Slowly but surely, my husband got me back. No one was more surprised than me. I wish I had known that this is part of what I now call standard operating procedures for a narcissist.

The narcissist’s rage kicked in shortly thereafter, once my husband felt he had secured my commitment to him again.

And here the real nightmare began.

The narcissist was seeking revenge, retribution, and punishment. Of course, I didn’t know this. Little did I know that the narcissist believed I had “betrayed” him.

I also didn’t realize that the narcissist’s first instinct after that would be to “get me back.”

The narcissist’s second instinct is to make me pay.

Because in the narcissist’s mind, you have wronged him.

This is what started an intense cycle of narcissistic abuse. It’s always been there, but covert narcissists are not as obvious. The pattern was more cyclical and less constant.

In true narcissistic fashion, the narcissist went after my weakness. He started drinking uncharacteristically and scaring our children and me. My father was an alcoholic, so a narcissist attacked me directly for my weakness.

It was a two-tier approach.

Related: 3 Soul-Sucking Mind Games All Narcissistic Men Play In Relationships

The narcissist tears you apart and exhausts you.

The narcissist weakens you to gain more control over you.

Then my husband started driving aggressively while I sat scared in the car. The same man who used to make me feel safe. I was in a car accident when I was in college, and once again, a narcissist gave me another Achilles heel.

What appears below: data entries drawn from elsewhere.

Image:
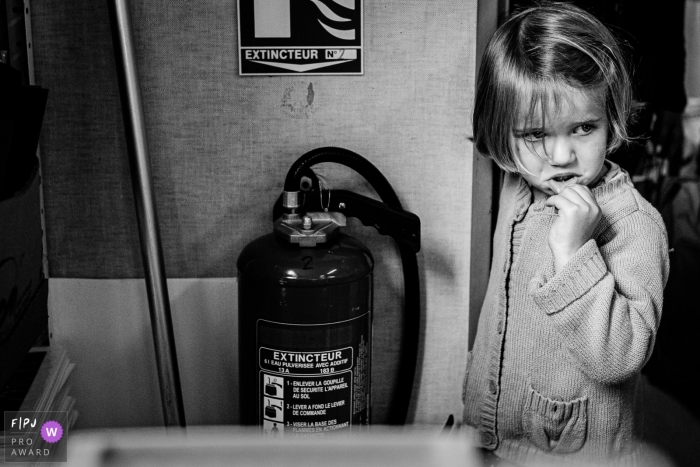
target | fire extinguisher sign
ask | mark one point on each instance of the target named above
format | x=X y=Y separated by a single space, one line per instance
x=300 y=37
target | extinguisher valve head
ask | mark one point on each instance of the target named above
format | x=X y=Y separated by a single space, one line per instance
x=290 y=200
x=310 y=229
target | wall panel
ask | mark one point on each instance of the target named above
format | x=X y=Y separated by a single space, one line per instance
x=220 y=145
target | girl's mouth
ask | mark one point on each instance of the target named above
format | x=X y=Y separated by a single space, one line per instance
x=563 y=177
x=559 y=182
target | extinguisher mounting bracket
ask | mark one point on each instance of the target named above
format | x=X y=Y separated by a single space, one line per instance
x=310 y=229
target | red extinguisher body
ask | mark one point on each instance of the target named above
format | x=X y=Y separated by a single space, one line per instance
x=305 y=323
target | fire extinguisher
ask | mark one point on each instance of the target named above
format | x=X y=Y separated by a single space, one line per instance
x=305 y=306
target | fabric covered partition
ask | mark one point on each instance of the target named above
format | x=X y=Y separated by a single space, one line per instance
x=221 y=144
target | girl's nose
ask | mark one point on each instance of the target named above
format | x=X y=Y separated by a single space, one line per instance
x=560 y=151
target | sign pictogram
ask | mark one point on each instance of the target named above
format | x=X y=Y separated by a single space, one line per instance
x=300 y=37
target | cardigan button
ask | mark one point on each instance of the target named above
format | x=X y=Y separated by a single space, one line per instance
x=487 y=438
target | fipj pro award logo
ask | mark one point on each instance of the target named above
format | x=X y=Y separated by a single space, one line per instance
x=36 y=437
x=300 y=37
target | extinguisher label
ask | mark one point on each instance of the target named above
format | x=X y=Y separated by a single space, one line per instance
x=311 y=392
x=306 y=363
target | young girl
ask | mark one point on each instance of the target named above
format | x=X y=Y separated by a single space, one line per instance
x=580 y=258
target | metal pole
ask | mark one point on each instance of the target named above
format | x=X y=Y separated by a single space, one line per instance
x=152 y=253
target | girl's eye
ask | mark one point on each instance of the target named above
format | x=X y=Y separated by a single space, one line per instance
x=533 y=136
x=584 y=129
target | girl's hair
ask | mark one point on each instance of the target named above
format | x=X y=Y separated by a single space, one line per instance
x=542 y=53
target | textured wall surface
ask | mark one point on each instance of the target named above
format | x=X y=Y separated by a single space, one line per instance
x=221 y=144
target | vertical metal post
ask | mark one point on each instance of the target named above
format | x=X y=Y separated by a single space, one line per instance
x=156 y=285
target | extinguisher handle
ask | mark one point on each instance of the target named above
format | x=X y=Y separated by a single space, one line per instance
x=402 y=226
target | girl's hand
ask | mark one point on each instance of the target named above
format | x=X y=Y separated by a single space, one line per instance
x=578 y=216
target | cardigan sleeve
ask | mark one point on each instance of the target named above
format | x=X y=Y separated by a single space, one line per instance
x=606 y=302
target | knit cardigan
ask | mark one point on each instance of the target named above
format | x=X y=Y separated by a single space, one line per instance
x=555 y=369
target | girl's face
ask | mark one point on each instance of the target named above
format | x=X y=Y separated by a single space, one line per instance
x=568 y=149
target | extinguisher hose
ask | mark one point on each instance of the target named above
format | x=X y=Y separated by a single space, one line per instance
x=399 y=405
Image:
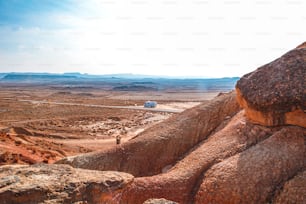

This was just the tip of the iceberg.

This turned out to be a fool’s play. The narcissistic rage escalated abusively and made the years of emotional abuse at the hands of a covert narcissist seem mild. I was not qualified for the narcissist’s angry revenge.

A little over two years after I said those words, we were in marriage counseling.

My husband’s drinking was causing me to leave him.

Again, the narcissist (even the angry one) still wants me back.

This means that the narcissist was willing to go to marriage counseling. This was where I learned the word empathy. This was where the psychologist explained the lack of empathy and narcissistic personality disorder at the end of the spectrum.

This was where my husband rejected the narcissism diagnosis.

I learned something in it that I dreadfully didn’t know.

This was the moment I seriously pissed off a narcissist.

The precise moment the narcissist felt betrayed and wronged.

Narcissistic rage followed soon after.

If you think you may be suffering from depression or anxiety as a result of ongoing emotional abuse at the hands of a narcissist, you are not alone.